Also, (inspired by a certain online quiz going around), I wonder jsut how far does the ability to have moral worth go? Not just AI's or animals, but what about whole cultures? Can you judge the "belief of a nation" as ethically good or not, or is it a meaningless statement?

Anonymous said...

According to Candace Vogler, Kant would go so far as to say (I think) that an intrinsic desire to help others makes it less plausible that you are behaving morally. If you're helping others out of warm fuzzy feelings you get from helping people, you may be fulfilling your duties through your actions, but you doing so from your own inclinations, not for the sake of fulfilling duty. It's more plausible to believe that someone who's a cold-hearted bastard but who helps others because he feels obliged to is behaving morally.
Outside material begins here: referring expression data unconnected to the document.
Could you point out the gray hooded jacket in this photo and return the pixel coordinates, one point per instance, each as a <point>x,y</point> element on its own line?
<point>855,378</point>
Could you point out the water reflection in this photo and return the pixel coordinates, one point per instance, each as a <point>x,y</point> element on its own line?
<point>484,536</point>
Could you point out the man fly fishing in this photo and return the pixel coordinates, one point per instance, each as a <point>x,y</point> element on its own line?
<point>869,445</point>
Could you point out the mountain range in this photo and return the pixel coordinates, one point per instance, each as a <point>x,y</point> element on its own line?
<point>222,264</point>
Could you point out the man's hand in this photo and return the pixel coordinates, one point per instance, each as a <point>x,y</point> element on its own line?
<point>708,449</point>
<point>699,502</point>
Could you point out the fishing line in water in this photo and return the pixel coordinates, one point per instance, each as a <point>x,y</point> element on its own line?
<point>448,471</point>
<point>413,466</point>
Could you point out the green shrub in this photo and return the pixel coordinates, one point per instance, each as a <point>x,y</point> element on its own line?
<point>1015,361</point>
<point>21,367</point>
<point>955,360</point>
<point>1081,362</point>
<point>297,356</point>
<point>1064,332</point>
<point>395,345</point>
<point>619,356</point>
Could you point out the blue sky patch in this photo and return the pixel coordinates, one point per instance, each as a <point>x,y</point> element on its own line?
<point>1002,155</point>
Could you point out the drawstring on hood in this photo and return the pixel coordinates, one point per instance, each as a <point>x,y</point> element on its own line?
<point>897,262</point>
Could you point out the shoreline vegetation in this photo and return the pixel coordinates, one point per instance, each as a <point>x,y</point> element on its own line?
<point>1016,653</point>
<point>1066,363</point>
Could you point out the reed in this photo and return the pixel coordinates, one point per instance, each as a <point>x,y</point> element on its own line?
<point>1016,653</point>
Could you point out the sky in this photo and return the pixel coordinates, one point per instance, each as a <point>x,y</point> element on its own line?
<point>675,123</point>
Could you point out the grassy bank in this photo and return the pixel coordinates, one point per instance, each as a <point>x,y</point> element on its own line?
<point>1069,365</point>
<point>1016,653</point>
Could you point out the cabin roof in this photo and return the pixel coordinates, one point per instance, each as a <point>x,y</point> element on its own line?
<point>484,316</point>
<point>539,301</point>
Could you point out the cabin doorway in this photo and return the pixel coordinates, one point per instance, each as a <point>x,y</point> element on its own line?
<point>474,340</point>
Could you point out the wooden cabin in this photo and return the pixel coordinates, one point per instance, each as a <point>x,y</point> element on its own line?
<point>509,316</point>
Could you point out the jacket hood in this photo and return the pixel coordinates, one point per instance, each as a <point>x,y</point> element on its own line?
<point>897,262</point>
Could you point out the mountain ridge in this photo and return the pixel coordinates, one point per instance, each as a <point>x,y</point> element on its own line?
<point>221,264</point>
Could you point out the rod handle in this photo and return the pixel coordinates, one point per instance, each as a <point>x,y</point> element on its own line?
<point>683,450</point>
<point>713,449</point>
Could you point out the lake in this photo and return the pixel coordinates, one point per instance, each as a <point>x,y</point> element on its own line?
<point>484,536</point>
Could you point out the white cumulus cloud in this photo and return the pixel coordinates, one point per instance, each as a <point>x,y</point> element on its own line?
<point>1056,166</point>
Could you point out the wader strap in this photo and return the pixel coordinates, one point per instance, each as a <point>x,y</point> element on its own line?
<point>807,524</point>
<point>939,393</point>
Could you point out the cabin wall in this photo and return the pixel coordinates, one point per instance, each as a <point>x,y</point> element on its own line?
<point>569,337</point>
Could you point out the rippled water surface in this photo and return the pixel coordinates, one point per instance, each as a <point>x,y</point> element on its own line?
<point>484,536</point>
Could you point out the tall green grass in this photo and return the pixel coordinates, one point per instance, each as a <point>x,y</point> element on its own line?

This is why I did badly on my Kant midterm.

Neil Sinhababu said...

Tony, I think I can make sense of the moral worth of an entire culture. If people in one culture are more benevolent than people in another culture, I'd assign it higher moral worth. Cultures with more cruelty are worse.

You're right, Julian. The biggest role desire can play in Kant (as I interpret him) is in making someone aware of a particular option. But desire can't play any role whatsoever in the agent's justification of the action, or the agent will be trapped in heteronomy. This view sucks.